Re: [syzbot] INFO: task hung in jbd2_journal_commit_transaction (3)

Dmitry Vyukov <dvyukov@xxxxxxxxxx> · Fri, 20 May 2022 13:57:07 +0200

On Wed, 22 Dec 2021 at 05:35, Theodore Ts'o <tytso@xxxxxxx> wrote:
>
> On Wed, Dec 22, 2021 at 10:25:27AM +0800, Hillf Danton wrote:
> > > I'm not sure what you hope to learn by doing something like that.
> > > That will certainly perturb the system, but every 150 seconds, the
> > > task is going to let other tasks/threads run --- but it will be
> > > whatever is the next highest priority thread.
> >
> > Without reproducer, I am trying to reproduce the issue using a FIFO CPU hog
> > which is supposed to beat the watchdog to show me the victims like various
> > kthreads, workqueue workers and user apps, despite I know zero about how the
> > watchdog is configured except the report was down to watchdog bite.
>
> It's really trivial to reproduce an issue that has the same symptom as
> what has been reported to you.  Mount the file system using a
> non-real-time (SCHED_OTHER) thread, such that the jbd2 and ext4 worker
> threads are running SCHED_OTHER.  Then run some file system workload
> (fsstress or fsmark) as SCHED_FIFO.  Then on an N CPU system, run N
> processes as SCHED_FIFO at any priority (doesn't matter whether it's
> MAX_PRI-1 or MIN_PRI; SCHED_FIFO will have priority over SCHED_OTHER
> processes, so this will effectively starve the ext4 and jbd2 worker
> threads from ever getting to run.  Once the ext4 journal fills up, any
> SCHED_FIFO process which tries to write to the file system will hang.
>
> The problem is that's *one* potential stupid configuration of the
> real-time system.  It's not necessarily the *only* potentially stupid
> way that you can get yourself into a system hang.  It appears the
> syzkaller "repro" is another such "stupid way".  And the number of
> ways you can screw up with a real-time system is practically
> unbounded...
>
> So getting back to syzkaller, Willy had the right approach, which is a
> Syzcaller "repro" happens to use SCHED_FIFO or SCHED_RR, and the
> symptom is a system hang, it's probably worth ignoring the report,
> since it's going to be a waste of time to debug userspace bug.  If you
> have anything that uses kernel threads, and SCHED_FIFO or SCHED_RR is
> in play, it's probably a userspace bug.
>
> Cheers,

Hi Ted,

Reviving this old thread re syzkaller using SCHED_FIFO.
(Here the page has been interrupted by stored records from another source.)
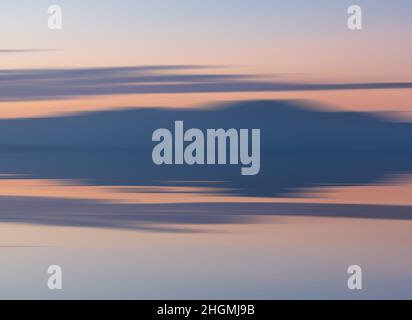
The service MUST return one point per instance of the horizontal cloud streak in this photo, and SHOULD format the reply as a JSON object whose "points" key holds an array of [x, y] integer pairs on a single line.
{"points": [[50, 84], [24, 50]]}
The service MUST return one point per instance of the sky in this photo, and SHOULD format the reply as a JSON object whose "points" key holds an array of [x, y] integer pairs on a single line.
{"points": [[295, 41]]}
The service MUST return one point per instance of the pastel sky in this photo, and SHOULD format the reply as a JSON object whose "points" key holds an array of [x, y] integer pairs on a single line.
{"points": [[297, 40]]}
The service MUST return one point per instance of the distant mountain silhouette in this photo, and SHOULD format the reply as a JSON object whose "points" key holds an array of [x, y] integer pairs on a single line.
{"points": [[301, 147]]}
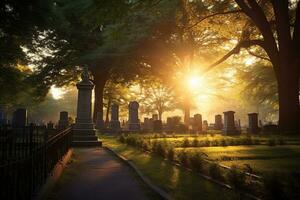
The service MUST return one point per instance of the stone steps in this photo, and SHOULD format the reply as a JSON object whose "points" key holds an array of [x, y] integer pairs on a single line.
{"points": [[92, 143], [85, 138]]}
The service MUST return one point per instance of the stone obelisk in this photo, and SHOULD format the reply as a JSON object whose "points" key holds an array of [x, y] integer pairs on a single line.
{"points": [[84, 129]]}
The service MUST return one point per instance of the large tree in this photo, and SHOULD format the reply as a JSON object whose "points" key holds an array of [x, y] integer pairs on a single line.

It's a bit hard to restrict what the fuzzer can do if we give it
sched_setattr() and friends syscalls. We could remove them from the
fuzzer entirely, but it's probably suboptimal as well.

I see that setting up SCHED_FIFO is guarded by CAP_SYS_NICE:
https://elixir.bootlin.com/linux/v5.18-rc7/source/kernel/sched/core.c#L7264

And I see we drop CAP_SYS_NICE from the fuzzer process since 2019
(after a similar discussion):
https://github.com/google/syzkaller/commit/f3ad68446455a

The latest C reproducer contains:

static void drop_caps(void)
{
  struct __user_cap_header_struct cap_hdr = {};
  struct __user_cap_data_struct cap_data[2] = {};
  cap_hdr.version = _LINUX_CAPABILITY_VERSION_3;
  cap_hdr.pid = getpid();
  if (syscall(SYS_capget, &cap_hdr, &cap_data))
    exit(1);
  const int drop = (1 << CAP_SYS_PTRACE) | (1 << CAP_SYS_NICE);
  cap_data[0].effective &= ~drop;
  cap_data[0].permitted &= ~drop;
  cap_data[0].inheritable &= ~drop;
  if (syscall(SYS_capset, &cap_hdr, &cap_data))
    exit(1);
}

Are we holding it wrong? How can the process manage to set any bad
scheduling policies if it dropped CAP_SYS_NICE?...
The process still has CAP_SYS_ADMIN, but I assume it should not allow
it using something that requires dropped CAP_SYS_NICE.